Czy warto ufać?
Nie mam wątpliwości, że to jedynie słuszna droga. Zaufanie harmonizuje wartości, oportunizm je degraduje. Szkoła wyższa jest w tym przypadku najlepszym miejscem do kształtowania i budowania zaufania.
Bez zaufania studentów do wiedzy kadry akademickiej, wiedzy popartej badaniami, a nie tylko i wyłącznie doskonalonej odtwórczo, wiedzy popartej wymianą międzynarodową, konfrontacją, dyskusją – nie ukształtujemy naszego i innych uniwersytetów. Bez zwykłego zaufania do egzaminatorów, których zadaniem winno być wydobycie mądrości studenta, a nie wyłapywanie anegdotycznych luk wiedzy – nie ukształtujemy zdrowych relacji społecznych.
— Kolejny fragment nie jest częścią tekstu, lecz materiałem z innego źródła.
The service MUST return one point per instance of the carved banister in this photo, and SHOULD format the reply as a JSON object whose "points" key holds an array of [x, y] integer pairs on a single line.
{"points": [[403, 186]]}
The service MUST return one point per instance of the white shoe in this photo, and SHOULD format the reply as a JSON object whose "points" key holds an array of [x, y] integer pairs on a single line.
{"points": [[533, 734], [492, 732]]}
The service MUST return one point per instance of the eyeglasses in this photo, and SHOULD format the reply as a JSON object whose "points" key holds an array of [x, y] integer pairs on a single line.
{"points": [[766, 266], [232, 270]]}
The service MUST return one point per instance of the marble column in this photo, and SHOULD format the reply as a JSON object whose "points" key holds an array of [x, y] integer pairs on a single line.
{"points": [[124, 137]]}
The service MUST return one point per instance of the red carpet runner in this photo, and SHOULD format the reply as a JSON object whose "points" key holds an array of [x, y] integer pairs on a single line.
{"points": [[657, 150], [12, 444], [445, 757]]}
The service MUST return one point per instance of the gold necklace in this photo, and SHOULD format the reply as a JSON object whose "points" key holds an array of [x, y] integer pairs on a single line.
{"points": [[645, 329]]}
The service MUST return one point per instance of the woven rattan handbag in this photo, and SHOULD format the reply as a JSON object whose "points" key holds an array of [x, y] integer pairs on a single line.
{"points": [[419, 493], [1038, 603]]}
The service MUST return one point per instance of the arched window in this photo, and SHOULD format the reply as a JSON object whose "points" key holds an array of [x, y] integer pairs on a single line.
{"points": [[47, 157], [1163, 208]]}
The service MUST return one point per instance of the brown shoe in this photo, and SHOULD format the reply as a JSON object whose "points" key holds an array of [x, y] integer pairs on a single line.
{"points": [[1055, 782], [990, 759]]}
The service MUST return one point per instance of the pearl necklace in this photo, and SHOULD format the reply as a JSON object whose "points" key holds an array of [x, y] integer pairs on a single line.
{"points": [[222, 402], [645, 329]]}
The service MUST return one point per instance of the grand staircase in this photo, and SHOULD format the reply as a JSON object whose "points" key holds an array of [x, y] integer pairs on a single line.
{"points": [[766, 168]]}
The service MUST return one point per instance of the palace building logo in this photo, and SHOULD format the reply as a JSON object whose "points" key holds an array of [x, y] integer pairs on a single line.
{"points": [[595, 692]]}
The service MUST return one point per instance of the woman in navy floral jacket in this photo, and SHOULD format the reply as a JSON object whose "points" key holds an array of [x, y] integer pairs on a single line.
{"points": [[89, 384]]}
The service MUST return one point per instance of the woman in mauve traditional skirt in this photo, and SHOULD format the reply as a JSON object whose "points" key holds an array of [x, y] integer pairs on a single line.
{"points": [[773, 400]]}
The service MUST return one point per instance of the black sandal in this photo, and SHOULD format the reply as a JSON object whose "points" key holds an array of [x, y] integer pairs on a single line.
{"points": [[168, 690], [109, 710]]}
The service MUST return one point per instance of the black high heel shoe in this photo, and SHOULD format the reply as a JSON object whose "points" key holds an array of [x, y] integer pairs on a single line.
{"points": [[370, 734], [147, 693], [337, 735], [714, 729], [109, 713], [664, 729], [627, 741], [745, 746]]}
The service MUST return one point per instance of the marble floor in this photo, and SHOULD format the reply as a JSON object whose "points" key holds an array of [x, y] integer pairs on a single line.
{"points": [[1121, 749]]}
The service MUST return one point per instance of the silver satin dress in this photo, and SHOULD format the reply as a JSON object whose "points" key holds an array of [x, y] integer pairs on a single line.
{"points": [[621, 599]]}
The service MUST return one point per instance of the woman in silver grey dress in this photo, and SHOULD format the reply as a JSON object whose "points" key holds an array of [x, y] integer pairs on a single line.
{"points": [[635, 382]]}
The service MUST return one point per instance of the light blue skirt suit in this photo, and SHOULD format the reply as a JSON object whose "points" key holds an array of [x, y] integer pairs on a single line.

Bez zaufania do administracji, do jej kompetencji i jej chęci służenia innym – nie zbudujemy organizacji przyjaznej wszystkim jej uczestnikom.
I wreszcie bez zaufania kadry akademickiej i administracyjnej do studentów, do ich motywacji, do ich wartości nie będziemy w stanie tworzyć ponadczasowej wiedzy, a jeszcze lepiej ponadczasowej mądrości zdolnej zmieniać świat. Takiego podejścia do życia życzmy sobie w Nowym Roku Akademickim. Wszystkim nam będzie lżej i wszyscy będziemy wtedy bardziej skuteczni.